The number of artists in a community is positively related to the amount of grant funding it received. Communities with more artists tended to receive more grant funding. Partial Correlations Based on the data from our sample, we concluded that there is a positive relationship between number of artists and amount of grant funding.

The main idea is that correlation coefficients are trying to measure how well a linear model can describe the relationship between two variables. For example, let me do some coordinate axes here. Let's say that's one variable.

Say that's my y variable and let's say that is my x variable. Let's say when x is low, y is low.

**Testing the Significance of the Correlation Coefficient**

When x is a little higher, y is a little higher. When x is a little bit higher, y is higher. When x is really high, y is even higher. A linear model would describe it very, very well.

It's quite easy to draw a line that essentially goes through those points. So something like this would have an r of 1, r is equal to one. A linear model perfectly describes it and it's a positive correlation.

### Example: Correlation coefficient intuition (video) | Khan Academy

When one increases, when one variable gets larger, then the other variable is larger. When one variable is smaller then other variable is smaller and vice versa. Now what would an r of negative one look like? Well, that would once again be a situation where a linear model works really well but when one variable moves up, the other one moves down and vice versa. Let me draw my coordinates, my coordinate axes again. I'm gonna try to draw a dataset where the r would be negative one.

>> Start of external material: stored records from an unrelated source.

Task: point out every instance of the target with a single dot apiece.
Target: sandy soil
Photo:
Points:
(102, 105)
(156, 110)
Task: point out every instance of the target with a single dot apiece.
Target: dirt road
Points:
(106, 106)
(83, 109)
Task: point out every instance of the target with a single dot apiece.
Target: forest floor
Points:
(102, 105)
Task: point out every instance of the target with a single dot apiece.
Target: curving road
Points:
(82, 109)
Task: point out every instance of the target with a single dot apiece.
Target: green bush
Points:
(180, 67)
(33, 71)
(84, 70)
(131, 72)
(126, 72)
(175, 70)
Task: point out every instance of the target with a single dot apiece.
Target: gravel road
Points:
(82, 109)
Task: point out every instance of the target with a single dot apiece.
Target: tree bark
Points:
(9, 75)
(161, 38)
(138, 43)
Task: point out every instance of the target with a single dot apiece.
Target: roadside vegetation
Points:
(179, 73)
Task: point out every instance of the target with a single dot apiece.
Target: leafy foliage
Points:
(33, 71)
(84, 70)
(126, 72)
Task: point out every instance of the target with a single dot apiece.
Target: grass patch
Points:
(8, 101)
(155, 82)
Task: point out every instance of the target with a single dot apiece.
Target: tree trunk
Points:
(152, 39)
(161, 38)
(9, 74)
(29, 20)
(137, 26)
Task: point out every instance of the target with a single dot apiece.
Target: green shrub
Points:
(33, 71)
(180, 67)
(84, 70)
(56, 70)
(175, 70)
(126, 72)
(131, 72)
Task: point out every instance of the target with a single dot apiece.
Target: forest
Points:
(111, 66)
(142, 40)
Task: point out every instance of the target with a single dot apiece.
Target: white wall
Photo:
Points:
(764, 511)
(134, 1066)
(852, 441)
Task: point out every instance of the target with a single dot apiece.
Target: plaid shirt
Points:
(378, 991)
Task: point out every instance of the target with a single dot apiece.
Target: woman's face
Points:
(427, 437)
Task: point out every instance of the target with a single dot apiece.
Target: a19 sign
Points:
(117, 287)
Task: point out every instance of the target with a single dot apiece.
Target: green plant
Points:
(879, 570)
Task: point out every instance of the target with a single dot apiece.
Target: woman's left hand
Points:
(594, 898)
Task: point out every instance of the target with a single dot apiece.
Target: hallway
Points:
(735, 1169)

Maybe when y is high, x is very low. When y becomes lower, x become higher. When y becomes a good bit lower, x becomes a good bit higher. Once again, when y decreases, x increases or as x increases, y decreases.

They're moving in opposite directions but you can fit a line very easily to this. The line would look something like this.

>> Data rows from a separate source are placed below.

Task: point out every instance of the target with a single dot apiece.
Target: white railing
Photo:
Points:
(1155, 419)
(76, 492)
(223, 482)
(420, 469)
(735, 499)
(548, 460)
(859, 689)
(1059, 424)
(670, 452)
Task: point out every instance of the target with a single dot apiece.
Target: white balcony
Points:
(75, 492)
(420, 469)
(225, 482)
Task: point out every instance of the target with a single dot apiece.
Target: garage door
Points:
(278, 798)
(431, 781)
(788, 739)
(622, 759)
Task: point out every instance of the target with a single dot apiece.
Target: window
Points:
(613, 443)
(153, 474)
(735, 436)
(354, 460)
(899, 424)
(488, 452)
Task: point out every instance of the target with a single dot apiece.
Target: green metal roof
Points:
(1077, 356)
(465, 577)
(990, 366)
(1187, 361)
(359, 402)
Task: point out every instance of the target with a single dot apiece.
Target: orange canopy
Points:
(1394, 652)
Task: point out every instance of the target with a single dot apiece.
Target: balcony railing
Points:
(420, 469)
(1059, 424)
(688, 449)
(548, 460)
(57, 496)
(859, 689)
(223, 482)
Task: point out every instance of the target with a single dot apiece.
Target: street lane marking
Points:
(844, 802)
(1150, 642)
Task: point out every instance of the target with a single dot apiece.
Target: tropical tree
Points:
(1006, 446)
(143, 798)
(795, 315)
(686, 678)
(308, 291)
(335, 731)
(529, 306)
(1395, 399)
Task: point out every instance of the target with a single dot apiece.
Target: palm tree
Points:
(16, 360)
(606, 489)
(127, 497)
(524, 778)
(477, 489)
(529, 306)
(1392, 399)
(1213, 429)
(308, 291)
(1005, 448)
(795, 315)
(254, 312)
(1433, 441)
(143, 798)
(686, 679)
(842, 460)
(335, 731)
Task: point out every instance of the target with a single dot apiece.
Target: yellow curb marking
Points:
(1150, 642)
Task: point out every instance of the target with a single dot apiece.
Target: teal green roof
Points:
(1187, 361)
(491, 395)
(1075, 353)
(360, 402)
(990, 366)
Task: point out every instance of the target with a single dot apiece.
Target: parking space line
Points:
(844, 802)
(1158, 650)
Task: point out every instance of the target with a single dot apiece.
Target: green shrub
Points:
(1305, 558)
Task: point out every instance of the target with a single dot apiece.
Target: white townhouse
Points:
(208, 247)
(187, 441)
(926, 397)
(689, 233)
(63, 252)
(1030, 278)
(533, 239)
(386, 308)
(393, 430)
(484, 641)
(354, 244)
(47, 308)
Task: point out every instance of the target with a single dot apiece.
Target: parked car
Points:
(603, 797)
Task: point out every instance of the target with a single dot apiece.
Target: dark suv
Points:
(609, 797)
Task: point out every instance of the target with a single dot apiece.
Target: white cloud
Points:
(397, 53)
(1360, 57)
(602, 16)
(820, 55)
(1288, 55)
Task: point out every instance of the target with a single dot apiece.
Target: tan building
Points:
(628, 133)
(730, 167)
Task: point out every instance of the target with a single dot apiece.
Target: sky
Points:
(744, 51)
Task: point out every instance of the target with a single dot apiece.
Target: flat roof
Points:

This would have an r of negative one, and r of zero, r is equal to zero, would be a dataset which a line doesn't really fit very well at all. I'll do that one really small, since I don't have much space here. An r of zero might look something like this.

Maybe I'll have a data point here, maybe have a data point here, maybe I have one there. And it wouldn't necessarily be this well organized but this gives you a sense of things. How would you actually try to fit a line here? You could equally justify a line that looks like that or a line that looks like that, or a line that looks like that. A linear model really does not describe the relationship between the two variables that well, right over here. So with that, is a primer.

Let's see if we can tackle these scatterplots.

The way I'm gonna do it is I'm just gonna try to eyeball what a linear model might look like. There's different methods of trying to fit a linear model to a dataset, an imperfect dataset.

I drew very perfect ones, at least for the r equals negative one and r equals one but these are what the real world actually looks like. Very few times will things perfectly sit on a line. For scatterplot A, if I were to try to fit a line, it would look something like that. If I were to try to minimize distances from the points to the line, I do see a general trend if we look at these data points over here, when y is high, x is low.

When x is larger, y is smaller. Looks like r is going to be less than zero, and a reasonable bit less than zero.

It's going to approach this thing here.

## Which of these correlation numbers shows the strongest relationship?

If we look at our choices, it wouldn't be r equals 0. These are positive so I wouldn't use that one or that one.

And this one is almost no correlation.

R equals negative 0. I feel good with r is equal to negative 0.